When balance returns to `0`, we found the matching closing parenthesis.

## Algorithm

For a string `s`:

1. If `s` is empty, return `None`.
2. Parse the root integer from the beginning.
3. Create the root node.
4. If no parentheses remain, return the node.
5. Find the substring for the left subtree.
6. Recursively build the left child.
7. If another subtree exists, recursively build the right child.
8. Return the root.

## Correctness

The algorithm first parses the root value, which is always the prefix integer of the current subtree string.

After parsing the value, any remaining content consists of zero, one, or two parenthesized subtree strings. The first parenthesized substring represents the left subtree. The optional second parenthesized substring represents the right subtree.

The parenthesis balance scan finds the exact boundary of the left subtree because it tracks nested parentheses correctly. When the balance returns to zero, the current closing parenthesis matches the opening parenthesis of the subtree.

The recursive call receives exactly the substring corresponding to that subtree. By induction, the recursive call correctly constructs the subtree represented by that substring.

The same logic applies to the right subtree.

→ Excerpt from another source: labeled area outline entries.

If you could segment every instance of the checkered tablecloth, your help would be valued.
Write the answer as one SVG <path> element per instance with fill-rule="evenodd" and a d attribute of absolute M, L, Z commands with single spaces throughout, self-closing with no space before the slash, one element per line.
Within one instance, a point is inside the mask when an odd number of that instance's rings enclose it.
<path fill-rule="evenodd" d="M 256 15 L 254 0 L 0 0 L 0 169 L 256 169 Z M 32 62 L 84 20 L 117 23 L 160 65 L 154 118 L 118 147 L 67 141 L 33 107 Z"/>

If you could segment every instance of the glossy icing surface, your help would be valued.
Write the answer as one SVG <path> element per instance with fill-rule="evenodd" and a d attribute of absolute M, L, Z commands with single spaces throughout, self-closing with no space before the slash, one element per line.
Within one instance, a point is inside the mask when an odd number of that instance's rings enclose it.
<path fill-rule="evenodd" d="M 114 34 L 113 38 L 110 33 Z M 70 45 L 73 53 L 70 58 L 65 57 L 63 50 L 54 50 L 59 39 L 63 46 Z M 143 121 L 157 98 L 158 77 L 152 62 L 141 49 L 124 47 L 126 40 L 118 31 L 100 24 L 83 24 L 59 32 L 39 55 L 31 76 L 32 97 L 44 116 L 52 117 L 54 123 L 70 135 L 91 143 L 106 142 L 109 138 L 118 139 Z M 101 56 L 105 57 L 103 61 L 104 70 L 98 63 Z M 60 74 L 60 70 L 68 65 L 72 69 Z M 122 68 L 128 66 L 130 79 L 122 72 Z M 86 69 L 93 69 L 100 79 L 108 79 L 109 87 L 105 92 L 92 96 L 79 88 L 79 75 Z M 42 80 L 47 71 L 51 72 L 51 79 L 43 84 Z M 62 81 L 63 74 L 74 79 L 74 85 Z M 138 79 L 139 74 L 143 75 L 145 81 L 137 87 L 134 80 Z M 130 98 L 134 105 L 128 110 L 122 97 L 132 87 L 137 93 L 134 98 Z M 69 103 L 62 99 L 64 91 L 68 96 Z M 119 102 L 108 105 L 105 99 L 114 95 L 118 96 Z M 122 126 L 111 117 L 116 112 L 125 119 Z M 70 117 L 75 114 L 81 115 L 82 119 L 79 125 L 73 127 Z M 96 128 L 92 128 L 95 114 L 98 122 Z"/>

Therefore, the constructed node has the correct value, correct left child, and correct right child. Since recursion processes every subtree correctly, the entire tree is reconstructed correctly.

## Complexity

Let `n = len(s)`.

| Metric | Value | Why |
|---|---:|---|
| Time | `O(n^2)` worst case | Substring creation and repeated scans |
| Space | `O(n)` | Recursion depth and substrings |

The repeated substring slicing causes the quadratic worst case.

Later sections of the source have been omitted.